Given that reality, should police be allowed to pull over a car simply because it is registered to someone with a suspended license? While the assumption that the registered owner is behind the wheel might seem reasonable, condoning such traffic stops, as the state of Kansas is asking the U.S. Supreme Court to do in a case the justices will hear on Monday, would expose many innocent drivers to the constant threat of police harassment even when they are doing nothing illegal.
Last year the Kansas Supreme Court ruled that pulling over cars solely because they are owned by people with suspended licenses violates the Fourth Amendment's ban on unreasonable seizures. The case involved a 2016 traffic stop in Lawrence, Kansas, by a sheriff's deputy who pulled over a pickup truck registered to Charles Glover, whose license had been revoked.

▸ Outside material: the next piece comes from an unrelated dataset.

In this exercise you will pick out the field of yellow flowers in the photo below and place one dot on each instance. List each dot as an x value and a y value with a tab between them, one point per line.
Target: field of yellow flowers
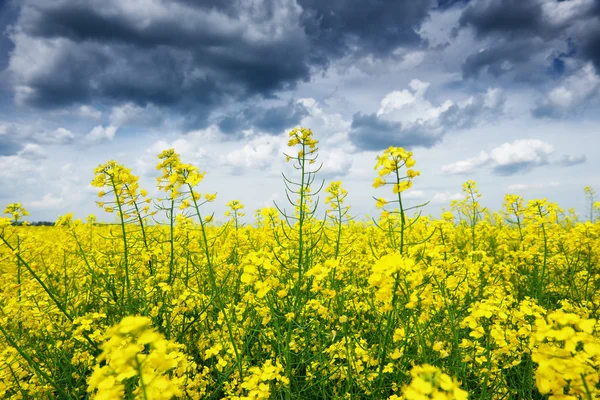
474	304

While Glover was in fact the driver, the deputy did not know that at the time. All he knew was the registration information he obtained by running the license plate, and the Kansas Supreme Court concluded that was not enough to provide "reasonable suspicion," which requires "specific and articulable facts" indicating that a particular person is engaged in illegal activity.
Urging the U.S. Supreme Court to overturn that decision, Kansas says the probability that the driver of a car registered to someone with a suspended license will turn out to be the owner is high enough to provide reasonable suspicion for a stop. But the data it presents to back up that argument demonstrate nothing of the sort.
Since "there are two to three drivers for every registered automobile in Kansas," the state says, "the likelihood that the registered owner of a vehicle in Kansas is driving his or her vehicle is no less than 33%." The state also cites studies indicating that between 30 percent and 75 percent of people with suspended licenses continue to drive.
That first calculation assumes people with suspended licenses drive as often as the general population, which we know is not true. And even if we take the highest estimate of continued driving by people with suspended licenses at face value, it does not tell us how likely it is that they will be the drivers when police stop their cars.
Glover's lawyers illustrate that point with a "stylized (but realistic) example" of a woman whose license is suspended for six months. If she drives her car twice during that period, taking her husband to and from a medical appointment, while her husband drives it twice a day ("to and from work on weekdays and to and from the grocery store and religious services on weekends"), the probability that she is driving on any given occasion is less than 1 percent.
Kansas argues that stopping cars based solely on the fact that their owners' licenses are suspended is necessary to protect public safety. Yet states commonly suspend people's licenses for reasons unrelated to the threat they pose as drivers, including failure to pay parking tickets, overdue child support, and drug possession offenses.
Such sanctions make it hard to keep a job and run errands. The policing approach favored by Kansas would extend the punishment to everyone who helps out by driving the cars that people with suspended licenses cannot legally use.
The threat of such harassment is compounded by the use of automated license plate readers, which can readily identify cars for police to stop if all that's required is a registered owner with a suspended license. Given the multiplicity and ambiguity of traffic regulations, cops already have myriad pretexts for hassling drivers who pose no threat to public safety. Why give them another excuse?